今天,一直觉得怪怪的。。因为。。一直掉入回忆中。。这可以从昨天在PPS找到‘男亲女爱’开始。。开始回忆中六的生活。。那段日子,可以说是最无忧无虑的日子。。后来上了大学。。虽然在那段日子找到了自己。。当然。。这过程是跌跌撞撞的。。感谢每个陪我走过这段日子的人。。不管你是鼓励我,安慰我,陪伴我,或是陷害我的人。。我都感谢。。因为。。这是我人生的历史。。
今天。。本来想早点休息。。没想到会遇到A。。虽然只是在面子书上聊。。但。。回忆缺像丢了钥匙的宝盒,全部回忆倒了出来。。想起来。。都快2年没跟她联络。。虽然有时候会上她的面子书看看。。但。。通常都没什么。。
命运有时真的很奇怪。。很多东西,说变就变。。真的很难预测。。
好了。。今晚就到此为止。。该休息了。。




I kept feeling a bit weird today..because memories keep come to me! this started from last night where i found a drama that i used to watched when i was around 17 years old.
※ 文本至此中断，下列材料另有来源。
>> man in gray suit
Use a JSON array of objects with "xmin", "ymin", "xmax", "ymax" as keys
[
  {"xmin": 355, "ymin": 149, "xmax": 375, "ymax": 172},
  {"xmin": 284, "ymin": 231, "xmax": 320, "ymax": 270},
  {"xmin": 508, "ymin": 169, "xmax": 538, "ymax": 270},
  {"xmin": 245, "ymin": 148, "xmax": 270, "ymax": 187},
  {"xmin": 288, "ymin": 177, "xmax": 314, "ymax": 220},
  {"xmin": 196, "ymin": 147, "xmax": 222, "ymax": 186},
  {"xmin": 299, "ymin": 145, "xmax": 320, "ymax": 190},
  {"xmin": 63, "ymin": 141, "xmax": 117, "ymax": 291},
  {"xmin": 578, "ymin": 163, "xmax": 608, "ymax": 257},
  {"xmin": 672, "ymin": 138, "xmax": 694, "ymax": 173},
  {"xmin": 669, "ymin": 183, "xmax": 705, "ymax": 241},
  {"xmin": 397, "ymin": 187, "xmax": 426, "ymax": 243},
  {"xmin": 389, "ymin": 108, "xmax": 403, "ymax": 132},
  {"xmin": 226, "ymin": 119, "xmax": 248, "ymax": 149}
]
I was Form 6 (government A-level)..i was so relax even though everybody said that exam is the most difficult exam year ever!
Then i went to university..even though i found myself at the time...the process wasnt easy...i really want to say thanks to all the people that left their mark in my life..either you motivated me, be with me, or you are the one who set me up and left me with mess..because that how my history of my life created!
i was planning to go bed early, but i met A in facebook..at that moment, my memories like a treasure box which lost its lock..all the memories just came out from it! its been 2 years i never talk to A.
Faith is really interesting..there so many changes everyday..every minutes..every seconds..really hard to predict..
Guess i should really go to bed!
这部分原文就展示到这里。